September 24, 2013 | 0 comments

Designing, constructing, managing, and maintaining a commercial facility using sustainability principles has a positive impact on the environment (and on utility bills). With all the recent attention being paid to green buildings, the focus is now shifting to the people working inside these green buildings. If U.S. commercial office building owners
and tenants reduced energy use by 30%, it could translate to more than $6 billion in savings every year, according to the Natural Resources Defense Council.

As part of the Better Buildings Act (S. 1191) proposal, the Tenant Star designation program would promote a voluntary method of aligning building owners and managers more closely with tenants to reduce energy consumption. Today, tenants consume at least half of the energy used by commercial buildings, according to the Real Estate Roundtable; the Tenant Star designation would recognize smart design and operations choices made by tenants within leased spaces.
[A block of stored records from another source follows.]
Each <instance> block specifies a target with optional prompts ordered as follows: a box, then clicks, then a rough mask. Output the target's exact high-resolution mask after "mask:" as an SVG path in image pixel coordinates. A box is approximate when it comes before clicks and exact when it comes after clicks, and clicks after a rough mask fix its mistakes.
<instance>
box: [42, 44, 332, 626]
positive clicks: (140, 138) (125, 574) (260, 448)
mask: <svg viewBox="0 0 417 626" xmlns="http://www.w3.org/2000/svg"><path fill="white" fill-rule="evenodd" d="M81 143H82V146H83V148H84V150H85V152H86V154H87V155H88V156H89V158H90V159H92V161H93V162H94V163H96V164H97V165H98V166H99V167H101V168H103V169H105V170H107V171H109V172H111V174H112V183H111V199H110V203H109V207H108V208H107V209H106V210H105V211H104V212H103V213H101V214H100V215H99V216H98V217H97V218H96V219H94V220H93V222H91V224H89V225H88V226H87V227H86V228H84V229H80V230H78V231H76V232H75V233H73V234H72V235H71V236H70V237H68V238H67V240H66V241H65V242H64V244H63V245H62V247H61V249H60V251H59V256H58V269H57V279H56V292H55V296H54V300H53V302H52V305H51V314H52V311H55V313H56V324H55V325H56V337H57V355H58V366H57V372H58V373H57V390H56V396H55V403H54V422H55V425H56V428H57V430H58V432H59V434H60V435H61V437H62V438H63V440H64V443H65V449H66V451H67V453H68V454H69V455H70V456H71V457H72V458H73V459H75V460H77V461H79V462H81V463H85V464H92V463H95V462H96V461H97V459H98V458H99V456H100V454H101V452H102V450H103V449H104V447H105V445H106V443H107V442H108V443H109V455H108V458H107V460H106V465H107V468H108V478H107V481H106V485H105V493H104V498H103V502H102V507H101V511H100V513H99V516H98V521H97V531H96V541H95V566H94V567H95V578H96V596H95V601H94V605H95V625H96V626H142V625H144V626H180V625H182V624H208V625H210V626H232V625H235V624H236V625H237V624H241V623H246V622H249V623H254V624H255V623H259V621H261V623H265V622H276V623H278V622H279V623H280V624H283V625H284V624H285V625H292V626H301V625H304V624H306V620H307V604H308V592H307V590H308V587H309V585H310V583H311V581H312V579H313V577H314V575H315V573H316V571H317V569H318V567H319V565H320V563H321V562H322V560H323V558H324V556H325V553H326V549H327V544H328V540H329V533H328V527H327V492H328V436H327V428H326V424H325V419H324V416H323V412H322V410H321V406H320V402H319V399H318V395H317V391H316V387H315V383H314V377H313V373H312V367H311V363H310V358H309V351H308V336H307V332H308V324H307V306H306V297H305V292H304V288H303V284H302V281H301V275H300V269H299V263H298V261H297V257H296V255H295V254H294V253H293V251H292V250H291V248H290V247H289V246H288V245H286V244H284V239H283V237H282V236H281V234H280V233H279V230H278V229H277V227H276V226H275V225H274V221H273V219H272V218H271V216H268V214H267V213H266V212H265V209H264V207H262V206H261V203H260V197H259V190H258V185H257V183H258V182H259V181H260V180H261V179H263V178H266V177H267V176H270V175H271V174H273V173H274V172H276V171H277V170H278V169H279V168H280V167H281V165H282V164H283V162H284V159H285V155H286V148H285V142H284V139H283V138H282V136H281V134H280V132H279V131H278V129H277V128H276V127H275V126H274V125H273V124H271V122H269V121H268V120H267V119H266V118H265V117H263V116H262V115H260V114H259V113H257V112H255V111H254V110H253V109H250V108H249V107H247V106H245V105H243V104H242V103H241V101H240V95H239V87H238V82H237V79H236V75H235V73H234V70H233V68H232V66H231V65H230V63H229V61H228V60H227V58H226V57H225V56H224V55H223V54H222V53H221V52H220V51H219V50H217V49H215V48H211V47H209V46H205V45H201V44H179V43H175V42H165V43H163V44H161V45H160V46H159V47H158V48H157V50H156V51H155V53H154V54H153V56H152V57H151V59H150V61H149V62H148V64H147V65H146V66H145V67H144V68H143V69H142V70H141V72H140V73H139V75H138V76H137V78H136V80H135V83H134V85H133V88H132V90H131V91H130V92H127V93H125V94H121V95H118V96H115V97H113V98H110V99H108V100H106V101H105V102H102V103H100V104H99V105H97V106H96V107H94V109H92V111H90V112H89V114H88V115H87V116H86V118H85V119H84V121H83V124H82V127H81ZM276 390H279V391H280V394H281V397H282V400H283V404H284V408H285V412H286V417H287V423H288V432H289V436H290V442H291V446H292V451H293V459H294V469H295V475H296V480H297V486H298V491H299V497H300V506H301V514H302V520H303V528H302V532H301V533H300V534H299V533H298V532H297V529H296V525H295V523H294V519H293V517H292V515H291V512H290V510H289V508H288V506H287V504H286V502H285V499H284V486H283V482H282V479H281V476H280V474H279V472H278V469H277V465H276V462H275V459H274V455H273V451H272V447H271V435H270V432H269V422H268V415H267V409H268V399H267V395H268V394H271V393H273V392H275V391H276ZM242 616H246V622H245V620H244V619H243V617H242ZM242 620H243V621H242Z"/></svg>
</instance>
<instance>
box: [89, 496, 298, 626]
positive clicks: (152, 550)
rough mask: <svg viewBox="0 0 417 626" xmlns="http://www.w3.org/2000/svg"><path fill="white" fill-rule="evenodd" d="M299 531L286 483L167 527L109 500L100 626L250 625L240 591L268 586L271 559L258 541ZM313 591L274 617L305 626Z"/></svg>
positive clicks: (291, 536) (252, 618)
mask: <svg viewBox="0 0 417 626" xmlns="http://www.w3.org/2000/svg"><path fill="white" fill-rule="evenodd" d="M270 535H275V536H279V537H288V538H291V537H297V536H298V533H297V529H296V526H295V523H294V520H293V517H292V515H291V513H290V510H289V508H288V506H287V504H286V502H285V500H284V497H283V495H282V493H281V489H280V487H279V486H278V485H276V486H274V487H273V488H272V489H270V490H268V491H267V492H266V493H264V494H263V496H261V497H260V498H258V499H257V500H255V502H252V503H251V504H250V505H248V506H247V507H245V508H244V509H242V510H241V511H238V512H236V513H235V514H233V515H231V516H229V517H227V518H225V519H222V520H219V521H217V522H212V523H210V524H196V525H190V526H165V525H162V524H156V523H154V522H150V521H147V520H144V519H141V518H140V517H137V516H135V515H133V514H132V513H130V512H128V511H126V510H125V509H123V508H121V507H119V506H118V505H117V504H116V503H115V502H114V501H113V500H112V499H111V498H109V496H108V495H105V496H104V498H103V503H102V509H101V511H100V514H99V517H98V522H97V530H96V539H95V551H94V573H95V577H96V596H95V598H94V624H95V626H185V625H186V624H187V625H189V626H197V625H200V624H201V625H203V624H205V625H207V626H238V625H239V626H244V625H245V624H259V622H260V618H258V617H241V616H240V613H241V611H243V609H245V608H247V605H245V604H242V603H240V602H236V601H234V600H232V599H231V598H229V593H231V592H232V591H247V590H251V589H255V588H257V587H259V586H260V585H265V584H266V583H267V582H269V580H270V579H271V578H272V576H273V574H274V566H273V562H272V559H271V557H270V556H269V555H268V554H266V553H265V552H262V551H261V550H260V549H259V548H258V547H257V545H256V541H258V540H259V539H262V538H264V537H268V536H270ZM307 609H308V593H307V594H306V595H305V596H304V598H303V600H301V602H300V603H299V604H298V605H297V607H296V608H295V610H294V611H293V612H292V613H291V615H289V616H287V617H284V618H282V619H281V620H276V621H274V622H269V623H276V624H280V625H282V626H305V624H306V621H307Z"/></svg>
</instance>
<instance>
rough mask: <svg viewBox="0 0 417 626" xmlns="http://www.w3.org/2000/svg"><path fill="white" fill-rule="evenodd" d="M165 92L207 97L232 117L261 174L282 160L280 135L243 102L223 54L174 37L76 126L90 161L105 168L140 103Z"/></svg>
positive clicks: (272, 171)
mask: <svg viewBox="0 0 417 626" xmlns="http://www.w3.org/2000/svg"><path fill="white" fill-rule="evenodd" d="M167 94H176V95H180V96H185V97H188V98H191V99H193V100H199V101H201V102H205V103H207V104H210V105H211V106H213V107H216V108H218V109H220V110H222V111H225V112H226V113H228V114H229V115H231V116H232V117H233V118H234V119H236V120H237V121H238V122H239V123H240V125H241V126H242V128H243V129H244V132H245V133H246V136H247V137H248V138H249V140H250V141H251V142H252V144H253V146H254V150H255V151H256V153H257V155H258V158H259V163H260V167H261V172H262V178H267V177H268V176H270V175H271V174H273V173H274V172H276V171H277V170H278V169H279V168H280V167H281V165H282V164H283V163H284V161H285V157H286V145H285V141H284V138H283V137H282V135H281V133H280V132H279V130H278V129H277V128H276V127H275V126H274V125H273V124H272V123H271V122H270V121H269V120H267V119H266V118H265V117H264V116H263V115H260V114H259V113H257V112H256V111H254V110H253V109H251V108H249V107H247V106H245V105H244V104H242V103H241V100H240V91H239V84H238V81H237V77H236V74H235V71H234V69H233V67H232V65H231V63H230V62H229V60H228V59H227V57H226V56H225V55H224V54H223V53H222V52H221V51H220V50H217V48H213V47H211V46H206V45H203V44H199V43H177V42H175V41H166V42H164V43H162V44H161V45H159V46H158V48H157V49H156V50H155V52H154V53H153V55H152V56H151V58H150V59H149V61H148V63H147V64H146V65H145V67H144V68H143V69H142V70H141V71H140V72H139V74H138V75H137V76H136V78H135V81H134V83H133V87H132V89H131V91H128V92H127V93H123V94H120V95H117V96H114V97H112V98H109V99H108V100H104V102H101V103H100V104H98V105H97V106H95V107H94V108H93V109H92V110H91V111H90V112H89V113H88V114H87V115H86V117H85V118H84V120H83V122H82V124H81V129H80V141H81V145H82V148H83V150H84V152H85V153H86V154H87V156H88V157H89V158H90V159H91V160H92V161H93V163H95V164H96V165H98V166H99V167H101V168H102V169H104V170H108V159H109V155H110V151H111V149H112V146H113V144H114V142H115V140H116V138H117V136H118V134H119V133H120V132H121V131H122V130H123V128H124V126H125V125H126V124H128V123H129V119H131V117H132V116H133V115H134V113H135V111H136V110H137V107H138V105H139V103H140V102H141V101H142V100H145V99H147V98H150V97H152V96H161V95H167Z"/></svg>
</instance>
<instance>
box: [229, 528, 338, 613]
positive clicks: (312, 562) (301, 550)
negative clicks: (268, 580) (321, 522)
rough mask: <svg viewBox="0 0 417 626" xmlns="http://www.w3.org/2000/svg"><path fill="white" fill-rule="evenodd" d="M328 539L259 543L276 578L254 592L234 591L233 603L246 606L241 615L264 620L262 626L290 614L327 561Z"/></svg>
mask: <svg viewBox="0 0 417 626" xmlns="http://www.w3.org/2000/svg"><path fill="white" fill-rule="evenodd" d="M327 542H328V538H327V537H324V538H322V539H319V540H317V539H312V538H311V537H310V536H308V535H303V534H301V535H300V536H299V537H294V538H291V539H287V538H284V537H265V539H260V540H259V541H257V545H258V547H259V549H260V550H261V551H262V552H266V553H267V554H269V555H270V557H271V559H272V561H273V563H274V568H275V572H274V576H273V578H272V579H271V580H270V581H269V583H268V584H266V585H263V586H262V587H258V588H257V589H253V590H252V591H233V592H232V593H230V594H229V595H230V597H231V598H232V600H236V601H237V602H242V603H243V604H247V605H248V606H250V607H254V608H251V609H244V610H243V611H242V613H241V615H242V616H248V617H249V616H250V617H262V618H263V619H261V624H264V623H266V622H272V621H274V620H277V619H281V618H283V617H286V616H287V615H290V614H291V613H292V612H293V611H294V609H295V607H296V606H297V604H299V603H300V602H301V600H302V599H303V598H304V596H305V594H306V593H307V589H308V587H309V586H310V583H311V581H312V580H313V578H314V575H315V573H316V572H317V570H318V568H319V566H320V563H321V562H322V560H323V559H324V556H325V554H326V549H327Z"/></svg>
Once a tenant moves into a space, it’s hard to control what happens within those walls. But if tenants were encouraged and rewarded for designing open-plan spaces, reducing plug load, selecting environmentally responsible interior products and finishes, and evaluating lighting and HVAC usage, their goals could be more closely aligned with those of the building owner and manager.

As real estate firm Transwestern learned when working with a client on LEED-CI Gold certification, if tenants don’t see incentives for saving energy, they most likely won’t make it a priority. After analyzing the tenant’s space, Transwestern found 15-year-old lighting systems with 34-watt lamps instead of more efficient 25-watt lamps. The reason why the systems hadn’t been upgraded? Because the tenant wasn’t responsible for paying their electricity bill, and didn’t see the point of installing newer, energy-efficient lighting when it wouldn’t affect their bottom line. With Tenant Star, the hope is that tenants could achieve additional savings by reducing energy use; the savings would be passed down by the building owner in one form or another.
Would you pass savings on to tenants if they were recognized by the Tenant Star program? Why or why not?